At 09:51 PM 1/4/2011 +1100, Graham Dumpleton wrote:
Add another point. FWIW, these are coming up because of questions being asked on python-dev IRC channel about PEP 3333.The issue as it came down to was that the PEP may not be clear enough in explaining that where str() is unicode and as such something like PATH_INFO, although unicode, is actually bytes decoded as ISO-8859-1, needed to be re encoded/decoded to get it back to Unicode in the charset required before use. They were thinking that because it was unicode already they could use it as is and not need to do anything. Ie., didn't realise that need to do: path_info = environ.get('PATH_INFO', '') path_info = path_info.encode('ISO-8859-1').decode('UTF-8') for example to get it interpreted as UTF-8 first. They were simply looking at concatenating new URL bits to the ISO-8859-1 variant from other unicode strings that weren't bytes represented as ISO-8859-1. In Python 2.X it was obvious that since it wasn't unicode that you had to decode it, but confusion may arise for Python 3.X if this requirement is not explicitly spelled out with a code example like above. We all may see it as obvious and yes perhaps it could be covered in separate articles or commentaries be people, but given this person was new to it, maybe it is deserving of more explanation in the PEP itself if they were confused.
It would be really awesome if somebody would write separate Application Authors' Guide and Middleware Authors' Guides to WSGI. They don't need to know absolutely everything in the PEP, unlike server authors.
It could also be that the PEP covers it adequately already.
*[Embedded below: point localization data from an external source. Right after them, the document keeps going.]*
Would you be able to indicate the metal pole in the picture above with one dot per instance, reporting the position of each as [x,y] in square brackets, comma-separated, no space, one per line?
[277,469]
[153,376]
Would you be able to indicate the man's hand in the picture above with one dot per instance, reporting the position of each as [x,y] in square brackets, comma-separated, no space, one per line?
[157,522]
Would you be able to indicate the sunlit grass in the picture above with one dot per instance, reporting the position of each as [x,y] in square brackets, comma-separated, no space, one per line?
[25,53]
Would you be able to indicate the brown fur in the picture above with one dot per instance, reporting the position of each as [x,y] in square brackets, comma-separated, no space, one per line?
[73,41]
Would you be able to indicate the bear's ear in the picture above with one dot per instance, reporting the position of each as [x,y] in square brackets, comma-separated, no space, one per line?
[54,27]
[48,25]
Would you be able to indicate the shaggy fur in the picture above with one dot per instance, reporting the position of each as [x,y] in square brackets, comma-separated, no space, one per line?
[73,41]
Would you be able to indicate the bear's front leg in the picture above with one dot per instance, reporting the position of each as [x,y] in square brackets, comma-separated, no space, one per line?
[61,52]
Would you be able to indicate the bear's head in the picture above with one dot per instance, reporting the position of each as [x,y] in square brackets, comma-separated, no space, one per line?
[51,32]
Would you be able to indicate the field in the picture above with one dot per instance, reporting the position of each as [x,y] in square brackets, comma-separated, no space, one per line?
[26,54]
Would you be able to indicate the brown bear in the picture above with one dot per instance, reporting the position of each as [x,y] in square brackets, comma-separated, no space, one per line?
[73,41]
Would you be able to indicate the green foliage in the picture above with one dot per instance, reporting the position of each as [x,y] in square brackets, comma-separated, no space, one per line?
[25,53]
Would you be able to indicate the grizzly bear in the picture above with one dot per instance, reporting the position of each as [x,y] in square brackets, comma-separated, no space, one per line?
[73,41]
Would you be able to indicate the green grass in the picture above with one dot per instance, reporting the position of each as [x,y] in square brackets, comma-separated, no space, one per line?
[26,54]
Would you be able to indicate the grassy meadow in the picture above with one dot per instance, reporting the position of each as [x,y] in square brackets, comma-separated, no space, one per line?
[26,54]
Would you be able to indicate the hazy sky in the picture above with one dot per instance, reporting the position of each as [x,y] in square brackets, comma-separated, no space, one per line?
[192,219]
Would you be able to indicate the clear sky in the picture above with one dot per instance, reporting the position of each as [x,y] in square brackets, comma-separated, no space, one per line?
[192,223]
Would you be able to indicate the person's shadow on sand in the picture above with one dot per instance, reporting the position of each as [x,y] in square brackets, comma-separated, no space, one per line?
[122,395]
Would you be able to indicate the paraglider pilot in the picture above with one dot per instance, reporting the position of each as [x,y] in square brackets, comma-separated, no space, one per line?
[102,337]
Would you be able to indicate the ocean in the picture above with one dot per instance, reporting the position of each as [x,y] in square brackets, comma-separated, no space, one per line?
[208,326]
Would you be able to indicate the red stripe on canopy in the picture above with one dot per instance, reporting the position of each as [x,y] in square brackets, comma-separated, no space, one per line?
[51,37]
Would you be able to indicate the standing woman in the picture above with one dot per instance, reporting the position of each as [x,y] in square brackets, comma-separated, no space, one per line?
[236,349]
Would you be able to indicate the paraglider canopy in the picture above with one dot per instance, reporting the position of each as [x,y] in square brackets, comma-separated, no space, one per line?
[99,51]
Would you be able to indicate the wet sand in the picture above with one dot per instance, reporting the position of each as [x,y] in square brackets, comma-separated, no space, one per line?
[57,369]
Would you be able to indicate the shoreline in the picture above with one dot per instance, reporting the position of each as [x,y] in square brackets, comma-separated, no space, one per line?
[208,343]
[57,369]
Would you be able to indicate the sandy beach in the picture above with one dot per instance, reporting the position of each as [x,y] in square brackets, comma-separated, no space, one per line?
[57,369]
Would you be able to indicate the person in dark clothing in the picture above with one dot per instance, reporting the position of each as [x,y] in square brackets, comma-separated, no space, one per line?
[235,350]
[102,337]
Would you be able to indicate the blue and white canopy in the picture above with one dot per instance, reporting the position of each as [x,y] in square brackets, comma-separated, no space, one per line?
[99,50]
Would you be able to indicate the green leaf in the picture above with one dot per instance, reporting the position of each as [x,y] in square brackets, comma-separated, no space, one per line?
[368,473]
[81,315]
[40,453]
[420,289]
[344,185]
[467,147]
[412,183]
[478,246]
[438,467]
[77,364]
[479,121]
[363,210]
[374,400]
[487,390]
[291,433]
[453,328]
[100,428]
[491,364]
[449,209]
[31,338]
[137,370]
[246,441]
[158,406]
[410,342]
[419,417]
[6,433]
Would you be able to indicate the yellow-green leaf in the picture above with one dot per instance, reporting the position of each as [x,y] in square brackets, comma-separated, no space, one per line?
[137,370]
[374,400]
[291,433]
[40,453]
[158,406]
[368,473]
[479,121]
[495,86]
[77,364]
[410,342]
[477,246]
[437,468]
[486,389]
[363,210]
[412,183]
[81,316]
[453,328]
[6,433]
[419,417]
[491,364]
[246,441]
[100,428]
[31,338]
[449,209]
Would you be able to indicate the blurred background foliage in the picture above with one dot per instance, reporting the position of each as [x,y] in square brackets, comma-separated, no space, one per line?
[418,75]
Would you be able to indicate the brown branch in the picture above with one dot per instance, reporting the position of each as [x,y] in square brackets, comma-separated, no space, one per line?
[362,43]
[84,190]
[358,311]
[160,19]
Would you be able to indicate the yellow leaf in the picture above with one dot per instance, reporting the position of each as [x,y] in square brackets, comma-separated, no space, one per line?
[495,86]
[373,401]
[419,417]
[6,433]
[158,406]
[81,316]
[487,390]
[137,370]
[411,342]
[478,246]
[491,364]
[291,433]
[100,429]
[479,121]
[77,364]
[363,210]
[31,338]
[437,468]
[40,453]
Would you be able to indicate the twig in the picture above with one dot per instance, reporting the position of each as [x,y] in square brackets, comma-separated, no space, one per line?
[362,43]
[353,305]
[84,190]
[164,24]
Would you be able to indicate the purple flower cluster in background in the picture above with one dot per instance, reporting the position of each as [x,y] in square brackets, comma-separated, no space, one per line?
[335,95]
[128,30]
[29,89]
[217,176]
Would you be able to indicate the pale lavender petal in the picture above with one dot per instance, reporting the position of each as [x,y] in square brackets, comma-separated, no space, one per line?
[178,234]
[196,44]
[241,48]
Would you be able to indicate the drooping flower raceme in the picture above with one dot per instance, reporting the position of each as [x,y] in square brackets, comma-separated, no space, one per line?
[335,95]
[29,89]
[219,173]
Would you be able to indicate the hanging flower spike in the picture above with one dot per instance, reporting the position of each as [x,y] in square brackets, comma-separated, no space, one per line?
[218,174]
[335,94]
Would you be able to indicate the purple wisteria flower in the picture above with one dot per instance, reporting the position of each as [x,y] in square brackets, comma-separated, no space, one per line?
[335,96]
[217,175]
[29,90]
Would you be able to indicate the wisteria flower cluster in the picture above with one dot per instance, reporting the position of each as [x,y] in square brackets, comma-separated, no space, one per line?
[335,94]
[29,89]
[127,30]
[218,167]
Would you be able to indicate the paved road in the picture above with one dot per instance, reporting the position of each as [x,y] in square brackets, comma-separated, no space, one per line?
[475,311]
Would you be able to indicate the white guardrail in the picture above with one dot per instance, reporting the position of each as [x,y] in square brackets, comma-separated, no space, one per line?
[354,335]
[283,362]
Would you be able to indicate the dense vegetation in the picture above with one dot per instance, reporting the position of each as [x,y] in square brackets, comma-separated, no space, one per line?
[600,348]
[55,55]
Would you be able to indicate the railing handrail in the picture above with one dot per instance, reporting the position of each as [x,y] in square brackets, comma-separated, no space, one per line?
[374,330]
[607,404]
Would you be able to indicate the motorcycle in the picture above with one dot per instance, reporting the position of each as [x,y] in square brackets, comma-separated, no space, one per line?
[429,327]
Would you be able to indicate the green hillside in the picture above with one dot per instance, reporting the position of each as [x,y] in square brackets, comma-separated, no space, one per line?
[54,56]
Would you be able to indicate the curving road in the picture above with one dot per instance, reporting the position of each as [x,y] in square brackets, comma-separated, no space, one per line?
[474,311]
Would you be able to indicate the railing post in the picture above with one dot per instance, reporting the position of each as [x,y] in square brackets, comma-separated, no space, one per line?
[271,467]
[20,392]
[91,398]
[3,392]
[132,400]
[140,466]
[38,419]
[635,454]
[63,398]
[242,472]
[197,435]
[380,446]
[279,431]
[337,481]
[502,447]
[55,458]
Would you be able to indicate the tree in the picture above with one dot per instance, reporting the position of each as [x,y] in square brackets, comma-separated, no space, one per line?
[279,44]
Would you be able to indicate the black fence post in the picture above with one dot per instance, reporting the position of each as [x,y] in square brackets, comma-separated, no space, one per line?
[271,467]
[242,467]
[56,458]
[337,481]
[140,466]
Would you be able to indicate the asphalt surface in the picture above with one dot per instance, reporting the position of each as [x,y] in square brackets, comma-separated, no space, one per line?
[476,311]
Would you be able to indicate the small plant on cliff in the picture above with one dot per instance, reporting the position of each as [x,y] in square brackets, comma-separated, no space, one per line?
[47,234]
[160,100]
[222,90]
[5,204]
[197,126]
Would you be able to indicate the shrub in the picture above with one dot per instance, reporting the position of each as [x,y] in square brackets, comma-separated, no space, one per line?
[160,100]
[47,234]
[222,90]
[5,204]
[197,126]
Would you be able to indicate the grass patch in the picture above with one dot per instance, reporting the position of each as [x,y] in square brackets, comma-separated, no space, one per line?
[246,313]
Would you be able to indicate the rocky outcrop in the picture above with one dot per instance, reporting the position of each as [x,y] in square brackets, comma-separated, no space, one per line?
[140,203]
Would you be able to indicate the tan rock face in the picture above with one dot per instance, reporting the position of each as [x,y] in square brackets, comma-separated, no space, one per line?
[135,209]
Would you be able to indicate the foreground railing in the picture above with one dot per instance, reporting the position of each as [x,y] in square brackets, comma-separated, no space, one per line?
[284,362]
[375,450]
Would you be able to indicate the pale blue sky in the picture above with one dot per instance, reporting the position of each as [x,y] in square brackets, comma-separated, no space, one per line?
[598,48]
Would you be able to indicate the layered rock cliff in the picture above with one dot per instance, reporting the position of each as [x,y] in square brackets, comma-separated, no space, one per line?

I am too tired to read through it again right now.
It's pretty prominently stated early on that NO strings in the spec are really unicode, they're just bytes packed into unicode objects.
Obviously, no matter how prominently this is stated, some people will still make this mistake, but if desired, we could always put some additional info near the environ part of the spec for clarification.
(It occurs to me in retrospect that I should probably have updated wsgiref in the stdlib to check the bytesy-ness of strings used to create Header objects. Too late for 3.2, though.)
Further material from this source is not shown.